To further broaden its reach across the technical design world, Autodesk has made key recent acquisitions as well, including Innovyze (water infrastructure design, modeling and simulation software) and CAMplete (CNC machining apps). Today the company announced that it has signed a definitive agreement to acquire Upchain, a provider of cloud-based product lifecycle management (PLM) and product data management (PDM) software. It’s a move Autodesk says will pull all manufacturing-related apps, both their own and those from other providers in the industry, together into a seamless total product design solution.
Founded in 1982, Autodesk has over 11,500 employees worldwide. The growth strategy the company has been pursuing seems to be paying off. Fiscal 2021 revenue increased 16 % over the previous year to $3.79 billion, driven by strengths in enterprise and cloud-based sales as well as resilience in the company’s SaaS model.
Autodesk’s President and CEO, Andrew Anagnost, is particularly bullish about today’s announcement. “Upchain’s cloud-based PLM and PDM will unite the ecosystem of every type of app—ours and others’,” he said. “It will help break down the barriers between different disciplines. If you look at [Autodesk’s 3D design program,] Fusion, it’s a multi-disciplinary design environment, supporting CAD, CAM, CAE, and generative design and simulation that all work together seamlessly. Upchain allows us to extend that process end-to-end, where the user doesn’t even have to think about it and the data management piece becomes invisible.”
That notion, and PLM software itself, are nothing new. The core purpose of PLM is to provide a central clearinghouse for all things related to a given product, and to connect all the different business groups (engineering, production, quality, marketing, etc.) who have a hand in product development and management.
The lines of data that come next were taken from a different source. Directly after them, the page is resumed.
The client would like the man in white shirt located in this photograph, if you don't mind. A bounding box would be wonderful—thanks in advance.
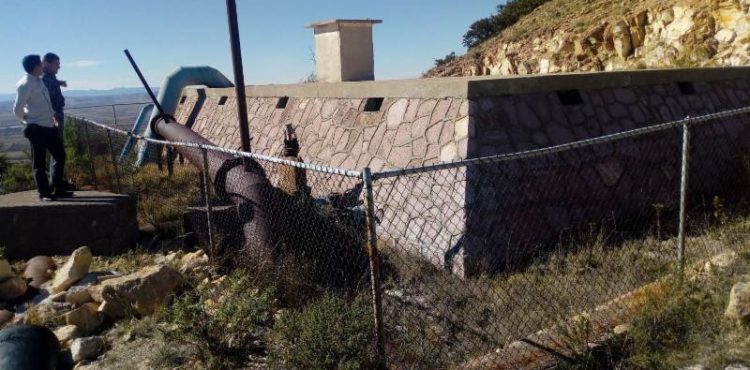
[13,54,71,201]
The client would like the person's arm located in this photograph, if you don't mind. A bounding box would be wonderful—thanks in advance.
[12,82,29,122]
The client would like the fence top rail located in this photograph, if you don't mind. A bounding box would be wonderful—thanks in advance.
[66,102,152,111]
[69,114,363,178]
[371,105,750,180]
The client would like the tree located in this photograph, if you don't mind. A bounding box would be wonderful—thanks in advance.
[462,0,551,49]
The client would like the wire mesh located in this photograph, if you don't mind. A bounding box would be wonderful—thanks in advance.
[64,104,750,369]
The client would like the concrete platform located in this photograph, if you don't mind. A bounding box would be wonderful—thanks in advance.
[0,190,138,260]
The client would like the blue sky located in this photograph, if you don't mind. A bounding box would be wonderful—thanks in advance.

There are many vendors of the software, and their products have become mainstay tools for companies large and small, particularly those with regular and rapid new product development cycles.
However, there are often significant challenges with PLM implementations, such that many launches fail to live up to their promises. Some common particular difficulties include integrating existing apps with the new system, bogging down of computer systems, and challenges with version control for documents and files. Autodesk’s vision for uniting with Upchain is aimed at eliminating those problems by allowing distant users of any app to work together in real time.
“Cloud to cloud is better than internal integrations,” Anagnost explained. “If you build internal connections, somebody has to maintain those. They’re brittle, and they eventually break. Cloud makes all the difference there—it’s the secret sauce. It allows robust federations. It’s a lot easier to have Upchain talk to your ERP. And again, if you look at Fusion, it already decomposes files into individual bits. Upchain inserts those into your data stream. There will come a time where there are no files at all—you’ll share info, not files. You share just data, and the data becomes more fluid—it shows up where it’s needed.”
Upchain already has customers in aerospace, automotive, machining and apparel, which means it already parallels Autodesk in the types of industries the two companies support. As Autodesk ties together its existing apps with Upchain PLM and PDM, the combined services will naturally fit with the existing customer base while also supporting other CAD systems commonly used in the manufacturing industry.
For Anagnost, the acquisition addresses key challenges customers are facing. “Upchain makes it easier to share information and to work with distant teams. It makes communicating and collaborating more effective, reliable and predictable. Everyone is concerned about supply chain stability. There’s pressure to harden the business against disruptions. At the same time, everyone’s also focused on lowering IT costs. Organizations have been ripping out in-house IT solutions and going to the cloud. Our collaboration with Upchain will help drive down the cost and complexity of that work.”